When he recently visited Saudi Arabia, Trump called for unity against Tehran and told assembled Arab leaders that, “For decades, Iran has fueled the fires of sectarian conflict and terror.” He added, “Until the Iranian regime is willing to be a partner for peace, all nations of conscience must work together to isolate Iran, deny it funding for terrorism, and pray for the day when the Iranian people have the just and righteous government they deserve.”

Trump has assembled a leadership team of active or retired military officials on the National Security Council, of whom The Washington Post says, hold at least 10 of the 25 senior policy and leadership spots on the Council.

The increased military presence on the NSC is a necessary shift for the US to address the recent conflicts in which it finds itself.

Some are concerned about the concentration of military experience and the corresponding reduction in diplomatic staff on the NSC. Most of the military officials draw from their experiences in Iraq in the late 2000s. Colin Kahl, a former Pentagon and White House official says that this may be limit their worldview, and provoke further conflict.

Retired Army colonel and Boston University history professor, Andrew Bacevich, said, ”It would take a remarkable individual to stand back from those experiences and think critically of them. It would be hard for them to consider that the path they had taken [in the wars] might have been a wrong one.”

National-security adviser, Army Lt. Gen. H.R. McMaster, believes Iran was behind attacks on US troops in Iraq. Also viewed at a hawk, is the NSC’s senior director for the Middle East, Derek Harvey. The NSC senior director for intelligence, Ezra Cohen-Watnick, has said he wants to use US spies to depose the Iranian government.

Secretary of Defense James Mattis commanded the 1st Marine Division during the 2003 invasion of Iraq. Mattis devised plans for strikes in Iranian territory in retaliation for Iran-backed attacks on US personnel. The Obama administration blocked those plans, but Mattis has since maintained an aggressive stance toward the Iranian regime.

After taking over as chief of US Central Command, in 2010, former President Obama asked Mattis what his priorities were. “Iran, Iran, and Iran,” Mattis replied.

Mattis called Iran “more of a revolutionary movement than a country,” according to a New Yorker profile. He has also spoken about what lies ahead for the US in the Middle East. “The future is going to be ghastly,” he said in 2016. “It is not going to be pleasant for any of us.”

Under the CIA’s new director, an adversary of the Iran deal, Mike Pompeo, the intelligence agency has made moves toward more aggressive spying and covert operations. As well, according to The New York Times, Pompeo’s leader for the Iran operations, Michael D’Andrea, is an experienced intelligence officer known as the “Dark Prince” or “Ayatollah Mike.”

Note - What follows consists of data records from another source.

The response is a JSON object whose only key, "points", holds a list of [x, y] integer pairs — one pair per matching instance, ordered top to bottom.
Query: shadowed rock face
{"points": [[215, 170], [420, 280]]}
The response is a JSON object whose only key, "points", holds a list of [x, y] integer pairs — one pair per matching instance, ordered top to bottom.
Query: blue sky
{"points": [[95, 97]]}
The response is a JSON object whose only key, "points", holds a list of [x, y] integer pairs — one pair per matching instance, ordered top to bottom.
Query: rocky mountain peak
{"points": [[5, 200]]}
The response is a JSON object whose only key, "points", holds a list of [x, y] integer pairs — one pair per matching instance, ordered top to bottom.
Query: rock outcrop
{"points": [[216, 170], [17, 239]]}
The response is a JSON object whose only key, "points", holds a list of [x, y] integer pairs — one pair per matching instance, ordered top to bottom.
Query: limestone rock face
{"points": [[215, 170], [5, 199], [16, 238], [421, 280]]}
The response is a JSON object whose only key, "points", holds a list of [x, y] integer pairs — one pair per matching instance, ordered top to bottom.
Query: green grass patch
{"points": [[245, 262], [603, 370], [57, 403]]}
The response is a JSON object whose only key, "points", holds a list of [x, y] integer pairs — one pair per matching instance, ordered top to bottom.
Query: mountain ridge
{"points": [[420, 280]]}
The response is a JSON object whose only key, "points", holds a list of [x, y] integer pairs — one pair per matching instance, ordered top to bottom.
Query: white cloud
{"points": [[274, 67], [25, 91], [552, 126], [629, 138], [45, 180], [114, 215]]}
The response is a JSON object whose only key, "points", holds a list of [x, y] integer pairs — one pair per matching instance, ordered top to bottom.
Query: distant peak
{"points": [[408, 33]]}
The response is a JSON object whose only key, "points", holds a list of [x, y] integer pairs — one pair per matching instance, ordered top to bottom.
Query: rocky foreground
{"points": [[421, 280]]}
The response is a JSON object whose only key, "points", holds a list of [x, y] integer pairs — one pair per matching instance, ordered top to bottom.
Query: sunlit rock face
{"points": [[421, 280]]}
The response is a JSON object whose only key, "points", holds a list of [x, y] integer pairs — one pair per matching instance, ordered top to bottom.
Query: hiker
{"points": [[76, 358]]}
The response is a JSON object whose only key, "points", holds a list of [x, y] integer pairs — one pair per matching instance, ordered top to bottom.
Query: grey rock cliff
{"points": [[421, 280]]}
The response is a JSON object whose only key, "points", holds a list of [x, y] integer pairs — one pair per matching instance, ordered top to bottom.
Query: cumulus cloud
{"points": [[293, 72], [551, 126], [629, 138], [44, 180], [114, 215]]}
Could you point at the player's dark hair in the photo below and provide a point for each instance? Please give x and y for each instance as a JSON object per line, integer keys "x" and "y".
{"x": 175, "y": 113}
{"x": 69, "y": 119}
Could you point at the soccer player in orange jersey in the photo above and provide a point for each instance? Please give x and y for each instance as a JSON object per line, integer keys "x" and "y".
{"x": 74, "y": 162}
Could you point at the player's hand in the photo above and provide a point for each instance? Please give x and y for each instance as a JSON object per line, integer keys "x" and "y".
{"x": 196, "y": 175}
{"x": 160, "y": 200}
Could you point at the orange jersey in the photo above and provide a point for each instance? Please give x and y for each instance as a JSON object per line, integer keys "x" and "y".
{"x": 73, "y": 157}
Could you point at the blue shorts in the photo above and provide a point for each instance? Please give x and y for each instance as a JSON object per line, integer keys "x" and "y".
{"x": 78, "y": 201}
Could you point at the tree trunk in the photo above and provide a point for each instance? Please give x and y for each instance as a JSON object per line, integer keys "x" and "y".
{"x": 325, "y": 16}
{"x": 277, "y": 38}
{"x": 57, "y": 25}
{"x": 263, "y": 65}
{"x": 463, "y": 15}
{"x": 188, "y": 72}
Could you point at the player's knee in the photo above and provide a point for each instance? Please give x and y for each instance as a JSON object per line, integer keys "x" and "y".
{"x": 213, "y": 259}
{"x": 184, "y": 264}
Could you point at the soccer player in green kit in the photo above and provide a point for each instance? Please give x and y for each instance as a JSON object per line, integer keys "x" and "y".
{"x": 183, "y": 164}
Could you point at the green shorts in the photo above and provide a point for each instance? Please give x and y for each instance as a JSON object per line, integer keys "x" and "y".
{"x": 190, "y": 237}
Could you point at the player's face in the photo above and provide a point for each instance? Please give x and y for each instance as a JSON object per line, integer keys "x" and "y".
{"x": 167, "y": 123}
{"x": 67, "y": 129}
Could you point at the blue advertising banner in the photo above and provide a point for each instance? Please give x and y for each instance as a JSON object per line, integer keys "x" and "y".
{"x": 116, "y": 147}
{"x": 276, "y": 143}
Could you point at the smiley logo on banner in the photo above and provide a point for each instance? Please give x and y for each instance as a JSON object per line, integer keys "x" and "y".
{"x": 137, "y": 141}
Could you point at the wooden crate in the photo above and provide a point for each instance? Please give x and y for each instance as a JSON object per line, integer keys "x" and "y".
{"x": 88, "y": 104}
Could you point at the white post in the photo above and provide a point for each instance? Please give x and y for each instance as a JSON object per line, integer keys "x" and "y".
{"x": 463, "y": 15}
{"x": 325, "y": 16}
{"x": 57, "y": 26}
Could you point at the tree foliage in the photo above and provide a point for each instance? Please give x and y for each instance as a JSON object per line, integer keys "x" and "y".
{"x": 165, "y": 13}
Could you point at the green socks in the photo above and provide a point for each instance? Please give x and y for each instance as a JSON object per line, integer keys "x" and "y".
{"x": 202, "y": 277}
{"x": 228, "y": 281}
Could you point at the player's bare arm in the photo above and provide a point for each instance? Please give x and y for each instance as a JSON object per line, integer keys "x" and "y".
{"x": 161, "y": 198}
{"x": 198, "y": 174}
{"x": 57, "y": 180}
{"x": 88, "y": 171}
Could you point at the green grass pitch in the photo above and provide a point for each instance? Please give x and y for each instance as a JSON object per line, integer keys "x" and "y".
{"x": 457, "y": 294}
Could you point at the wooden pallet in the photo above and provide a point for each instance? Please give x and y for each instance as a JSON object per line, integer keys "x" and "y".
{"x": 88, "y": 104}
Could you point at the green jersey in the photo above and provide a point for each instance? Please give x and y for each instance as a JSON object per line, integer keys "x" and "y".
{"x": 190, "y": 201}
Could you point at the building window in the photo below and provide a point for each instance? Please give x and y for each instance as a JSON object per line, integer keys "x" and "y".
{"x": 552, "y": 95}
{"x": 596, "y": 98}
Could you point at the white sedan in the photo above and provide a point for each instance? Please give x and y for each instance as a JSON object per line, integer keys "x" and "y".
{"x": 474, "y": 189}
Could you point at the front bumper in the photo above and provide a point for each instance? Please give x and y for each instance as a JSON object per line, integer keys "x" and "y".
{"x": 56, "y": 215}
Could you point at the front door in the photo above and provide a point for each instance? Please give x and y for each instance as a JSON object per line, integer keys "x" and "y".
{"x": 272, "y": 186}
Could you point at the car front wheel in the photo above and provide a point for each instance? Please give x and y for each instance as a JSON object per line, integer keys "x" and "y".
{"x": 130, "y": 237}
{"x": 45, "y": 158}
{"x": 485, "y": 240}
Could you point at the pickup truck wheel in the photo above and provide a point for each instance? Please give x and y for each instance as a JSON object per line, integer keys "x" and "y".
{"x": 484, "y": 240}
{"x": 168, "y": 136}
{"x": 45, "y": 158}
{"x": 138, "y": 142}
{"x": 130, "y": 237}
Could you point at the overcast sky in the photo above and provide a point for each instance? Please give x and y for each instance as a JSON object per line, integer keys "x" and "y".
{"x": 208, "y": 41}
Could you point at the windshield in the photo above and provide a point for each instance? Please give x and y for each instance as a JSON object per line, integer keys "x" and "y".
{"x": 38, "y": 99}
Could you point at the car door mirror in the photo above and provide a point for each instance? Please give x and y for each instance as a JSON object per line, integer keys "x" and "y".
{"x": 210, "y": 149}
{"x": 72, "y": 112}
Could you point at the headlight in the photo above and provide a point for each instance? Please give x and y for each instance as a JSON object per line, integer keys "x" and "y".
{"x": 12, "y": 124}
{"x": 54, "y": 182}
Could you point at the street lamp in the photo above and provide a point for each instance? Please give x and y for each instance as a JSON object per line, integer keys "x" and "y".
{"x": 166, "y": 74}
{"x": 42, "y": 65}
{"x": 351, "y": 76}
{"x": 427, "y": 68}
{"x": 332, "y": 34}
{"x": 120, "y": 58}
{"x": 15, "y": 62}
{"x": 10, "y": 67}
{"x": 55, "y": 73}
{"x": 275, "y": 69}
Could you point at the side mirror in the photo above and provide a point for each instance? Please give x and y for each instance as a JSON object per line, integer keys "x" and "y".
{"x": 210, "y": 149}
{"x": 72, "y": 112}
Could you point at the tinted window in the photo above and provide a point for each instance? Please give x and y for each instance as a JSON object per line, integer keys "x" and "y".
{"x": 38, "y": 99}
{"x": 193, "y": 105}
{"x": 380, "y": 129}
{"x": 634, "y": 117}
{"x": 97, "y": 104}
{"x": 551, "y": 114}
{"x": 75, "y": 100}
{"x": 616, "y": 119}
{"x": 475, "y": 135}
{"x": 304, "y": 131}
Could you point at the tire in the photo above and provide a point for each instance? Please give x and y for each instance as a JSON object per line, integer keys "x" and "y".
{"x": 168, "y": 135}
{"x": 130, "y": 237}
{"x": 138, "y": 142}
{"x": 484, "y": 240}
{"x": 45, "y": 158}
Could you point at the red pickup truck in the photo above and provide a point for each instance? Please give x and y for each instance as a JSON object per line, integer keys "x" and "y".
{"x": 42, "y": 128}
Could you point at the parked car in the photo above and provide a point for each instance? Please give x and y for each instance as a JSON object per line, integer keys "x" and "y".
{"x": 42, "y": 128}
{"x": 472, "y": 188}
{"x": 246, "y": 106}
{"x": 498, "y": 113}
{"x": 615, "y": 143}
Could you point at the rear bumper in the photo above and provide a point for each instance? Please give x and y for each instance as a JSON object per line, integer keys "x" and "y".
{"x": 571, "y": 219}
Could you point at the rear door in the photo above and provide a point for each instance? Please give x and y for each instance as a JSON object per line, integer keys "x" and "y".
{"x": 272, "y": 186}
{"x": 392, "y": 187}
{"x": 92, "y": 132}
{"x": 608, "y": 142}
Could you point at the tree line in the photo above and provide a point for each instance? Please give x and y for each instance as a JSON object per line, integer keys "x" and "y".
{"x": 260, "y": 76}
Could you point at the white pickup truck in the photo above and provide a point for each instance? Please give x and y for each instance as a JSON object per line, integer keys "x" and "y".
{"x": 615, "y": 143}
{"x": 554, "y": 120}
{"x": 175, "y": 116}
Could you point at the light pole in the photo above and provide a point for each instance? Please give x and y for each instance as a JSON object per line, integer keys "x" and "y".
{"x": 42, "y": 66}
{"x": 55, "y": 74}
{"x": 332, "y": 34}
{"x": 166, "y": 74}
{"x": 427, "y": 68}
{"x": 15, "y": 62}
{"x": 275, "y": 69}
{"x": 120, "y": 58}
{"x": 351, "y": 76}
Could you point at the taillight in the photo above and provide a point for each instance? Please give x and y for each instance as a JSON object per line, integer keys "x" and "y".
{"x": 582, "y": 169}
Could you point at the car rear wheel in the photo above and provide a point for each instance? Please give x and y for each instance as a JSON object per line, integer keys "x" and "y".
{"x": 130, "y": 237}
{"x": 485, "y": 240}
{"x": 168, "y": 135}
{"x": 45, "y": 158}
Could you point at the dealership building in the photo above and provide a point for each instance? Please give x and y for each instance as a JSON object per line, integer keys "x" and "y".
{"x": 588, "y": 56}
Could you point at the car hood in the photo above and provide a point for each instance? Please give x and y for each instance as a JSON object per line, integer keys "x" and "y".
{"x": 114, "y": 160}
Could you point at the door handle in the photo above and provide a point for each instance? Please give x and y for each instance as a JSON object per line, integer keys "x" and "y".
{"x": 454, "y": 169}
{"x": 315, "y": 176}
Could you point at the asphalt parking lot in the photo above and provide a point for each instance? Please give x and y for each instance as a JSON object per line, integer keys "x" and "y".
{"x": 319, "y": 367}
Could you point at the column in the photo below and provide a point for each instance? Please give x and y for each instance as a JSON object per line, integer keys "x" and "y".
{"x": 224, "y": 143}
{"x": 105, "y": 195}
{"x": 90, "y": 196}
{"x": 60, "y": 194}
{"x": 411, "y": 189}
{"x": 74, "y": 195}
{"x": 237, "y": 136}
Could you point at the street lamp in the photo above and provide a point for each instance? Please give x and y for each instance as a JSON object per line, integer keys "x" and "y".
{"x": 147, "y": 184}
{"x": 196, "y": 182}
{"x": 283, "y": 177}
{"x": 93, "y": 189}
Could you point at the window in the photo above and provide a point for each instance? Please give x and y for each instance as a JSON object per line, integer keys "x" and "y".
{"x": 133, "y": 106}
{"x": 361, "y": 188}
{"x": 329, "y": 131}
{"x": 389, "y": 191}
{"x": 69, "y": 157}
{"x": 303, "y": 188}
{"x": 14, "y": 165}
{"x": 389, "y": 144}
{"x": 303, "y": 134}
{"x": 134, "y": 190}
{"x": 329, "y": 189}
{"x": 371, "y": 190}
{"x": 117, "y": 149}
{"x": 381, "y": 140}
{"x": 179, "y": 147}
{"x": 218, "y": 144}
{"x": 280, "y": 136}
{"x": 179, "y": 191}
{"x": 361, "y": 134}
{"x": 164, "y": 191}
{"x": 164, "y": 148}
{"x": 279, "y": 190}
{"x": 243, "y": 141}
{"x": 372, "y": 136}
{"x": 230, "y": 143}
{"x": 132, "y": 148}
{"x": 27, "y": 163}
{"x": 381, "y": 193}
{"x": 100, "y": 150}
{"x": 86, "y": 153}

Former CIA lawyer, Robert Eatinger, sees D’Andrea’s appointment as step toward a more hardline policy on Iran. “He can run a very aggressive program, but very smartly,” Eatinger said. D’Andrea has gotten much of the credit for US efforts to weaken Al Qaeda.

There are signs the nationalist elements on Trump’s domestic-policy team are influencing the foreign-policy decision-making process, which may increase the chance for conflict. However, it’s also possible that the military figures may moderate the administration’s positions and spur more thoughtful consideration of foreign affairs. Mattis has spoken of strong diplomacy as a preventative to war and has said military force can only be successful when it comes as part of a larger political strategy.